Mengenal Saham Syariah – Ada yang mengira bermain saham, termasuk saham syariah, termasuk dalam perjudian. Al Quran memang menyarankan untuk menghindari aktivitas riba dan maisir. Selain itu, ajaran Islam juga melarang umatnya melakukan aktivitas gharar atau yang bersifat spekulatif. Padahal anggapan bahwa saham termasuk judi adalah tidak tepat.
Saham pada prinsipnya sudah sesuai dengan ajaran Islam, karena saham merupakan surat berharga bukti penyertaan modal dari investor kepada perusahaan, yang kemudian investor akan mendapatkan bagi hasil berupa deviden. Dalam teori percampuran, islam mengenai akad syirkah atau musyarakah yaitu suatu kerja sama antara dua atau lebih pihak untuk melakukan usaha di mana masing-masing pihak menyetorkan sejumlah dana, barang atau jasa.
Menurut Iggi H Achsin, Ketua Bidang Pasar Modal Dewan Syariah Nasional Majelis Ulama Indonesia (DSN-MUI), “tidak ada pihak yang dirugikan jika investor melepas saham karena adanya kebutuhan mendesak, dan bukan juga perjudian karena berjudi biasanya berkaitan dengan keuntungan yang diterima seseorang akan menyebabkan kerugian pada pihak lain. Begitu pula dengan anggapan jika transaksi saham identik dengan kegiatan spekulatif. Menurutnya, anggapan ini bisa dijelaskan dengan analogi tukang roti atau loper koran. ” Ambil contoh, pedagang loper koran atau roti. Dia harus menghabiskan stok yang dijual dengan mengambil keuntungan. Ini analoginya,” jelasnya.

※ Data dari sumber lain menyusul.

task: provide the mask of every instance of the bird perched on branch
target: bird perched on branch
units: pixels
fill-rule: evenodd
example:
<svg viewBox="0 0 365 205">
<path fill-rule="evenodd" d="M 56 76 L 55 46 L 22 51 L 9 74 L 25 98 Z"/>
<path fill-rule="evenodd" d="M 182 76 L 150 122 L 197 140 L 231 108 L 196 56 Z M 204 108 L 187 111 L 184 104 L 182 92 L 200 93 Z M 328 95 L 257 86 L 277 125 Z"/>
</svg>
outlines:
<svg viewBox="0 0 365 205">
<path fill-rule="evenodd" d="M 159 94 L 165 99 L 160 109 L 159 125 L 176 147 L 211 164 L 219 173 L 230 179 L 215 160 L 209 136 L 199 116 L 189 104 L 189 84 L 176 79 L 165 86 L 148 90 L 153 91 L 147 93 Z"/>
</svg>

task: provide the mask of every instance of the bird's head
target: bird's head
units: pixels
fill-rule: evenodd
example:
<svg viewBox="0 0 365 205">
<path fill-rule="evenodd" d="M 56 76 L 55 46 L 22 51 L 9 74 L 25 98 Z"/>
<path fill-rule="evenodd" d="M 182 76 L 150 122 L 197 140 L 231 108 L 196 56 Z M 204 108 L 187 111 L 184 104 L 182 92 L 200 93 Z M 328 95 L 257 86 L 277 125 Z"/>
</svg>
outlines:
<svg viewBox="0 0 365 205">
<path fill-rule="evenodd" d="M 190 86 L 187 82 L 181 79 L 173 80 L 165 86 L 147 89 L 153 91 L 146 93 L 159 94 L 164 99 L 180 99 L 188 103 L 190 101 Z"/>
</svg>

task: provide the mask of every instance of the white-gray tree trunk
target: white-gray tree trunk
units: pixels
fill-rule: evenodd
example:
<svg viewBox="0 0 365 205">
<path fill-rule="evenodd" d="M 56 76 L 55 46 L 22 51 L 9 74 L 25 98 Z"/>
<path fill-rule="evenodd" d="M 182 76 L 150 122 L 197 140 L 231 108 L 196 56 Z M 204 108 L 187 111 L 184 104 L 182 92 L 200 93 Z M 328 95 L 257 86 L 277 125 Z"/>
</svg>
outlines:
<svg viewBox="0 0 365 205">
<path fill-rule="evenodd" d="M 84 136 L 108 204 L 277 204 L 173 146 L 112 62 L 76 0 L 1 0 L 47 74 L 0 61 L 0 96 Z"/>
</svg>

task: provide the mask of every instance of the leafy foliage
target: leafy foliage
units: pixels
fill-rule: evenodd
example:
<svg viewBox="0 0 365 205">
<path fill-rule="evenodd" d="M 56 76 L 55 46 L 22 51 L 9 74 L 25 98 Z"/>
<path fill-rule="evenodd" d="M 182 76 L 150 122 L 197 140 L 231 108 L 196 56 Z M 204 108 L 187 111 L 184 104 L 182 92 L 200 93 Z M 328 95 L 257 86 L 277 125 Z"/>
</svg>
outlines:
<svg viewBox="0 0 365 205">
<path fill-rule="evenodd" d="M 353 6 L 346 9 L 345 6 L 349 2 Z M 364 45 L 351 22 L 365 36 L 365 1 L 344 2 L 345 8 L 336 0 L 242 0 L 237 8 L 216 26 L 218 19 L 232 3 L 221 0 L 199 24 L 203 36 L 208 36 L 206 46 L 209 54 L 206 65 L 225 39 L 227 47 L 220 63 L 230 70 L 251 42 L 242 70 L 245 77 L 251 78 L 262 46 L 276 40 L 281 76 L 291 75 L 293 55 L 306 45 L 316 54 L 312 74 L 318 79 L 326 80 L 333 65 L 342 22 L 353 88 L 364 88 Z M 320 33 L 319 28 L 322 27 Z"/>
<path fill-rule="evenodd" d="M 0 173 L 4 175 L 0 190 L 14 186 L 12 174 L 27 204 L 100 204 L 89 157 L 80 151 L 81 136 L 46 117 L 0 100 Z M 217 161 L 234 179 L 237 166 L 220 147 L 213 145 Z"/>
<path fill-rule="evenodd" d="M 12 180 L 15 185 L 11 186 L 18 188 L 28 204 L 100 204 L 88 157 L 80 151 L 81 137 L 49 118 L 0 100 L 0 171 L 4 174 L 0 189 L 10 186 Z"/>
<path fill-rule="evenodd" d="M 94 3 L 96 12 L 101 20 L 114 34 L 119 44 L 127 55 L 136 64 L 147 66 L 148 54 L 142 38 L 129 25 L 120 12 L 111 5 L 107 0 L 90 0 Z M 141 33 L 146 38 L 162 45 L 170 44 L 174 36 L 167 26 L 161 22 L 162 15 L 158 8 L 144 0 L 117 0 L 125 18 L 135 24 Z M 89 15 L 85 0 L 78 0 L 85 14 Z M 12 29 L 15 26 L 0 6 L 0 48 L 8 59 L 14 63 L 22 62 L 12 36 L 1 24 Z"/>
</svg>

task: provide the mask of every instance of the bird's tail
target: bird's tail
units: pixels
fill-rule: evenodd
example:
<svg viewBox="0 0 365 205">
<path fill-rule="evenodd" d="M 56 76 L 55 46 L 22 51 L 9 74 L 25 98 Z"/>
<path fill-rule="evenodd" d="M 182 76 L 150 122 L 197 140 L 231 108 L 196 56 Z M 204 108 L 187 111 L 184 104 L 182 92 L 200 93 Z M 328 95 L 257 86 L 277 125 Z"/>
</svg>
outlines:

Di Indonesia, prinsip-prinsip penyertaan modal secara syariah tidak diwujudkan dalam bentuk saham syariah maupun non-syariah, melainkan berupa pembentukan indeks saham yang memenuhi prinsip-prinsip syariah. Dalam hal ini, di Bursa Efek Indonesia terdapat Jakarta Iislamic Indeks (JII) berisi 30 saham yang memenuhi kriteria syariah yang ditetapkan Dewan Syariah Nasional (DSN). JII digunakan sebagai tolok ukur kinerja investasi pada saham dengan basis syariah.
Saham-saham yang masuk dalam Indeks Syariah adalah emiten yang kegiatan usahanya tidak bertentangan dengan syariah seperti:
- Usaha perjudian dan permainan yang tergolong judi atau perdagangan yang dilarang.
- Usaha lembaga keuangan konvensional (ribawi), termasuk perbankan dan asuransi konvensional.
- Usaha yang memproduksi, mendistribusi serta memperdagangkan barang atau jasa yang merusak moral seperti makanan dan minuman yang tergolong haram, atau yang bersifat mudarat.
Dengan demikian, Anda tetap bisa berinvestasi dengan hasil maksimal, tanpa khawatir meninggalkan ajaran Islam.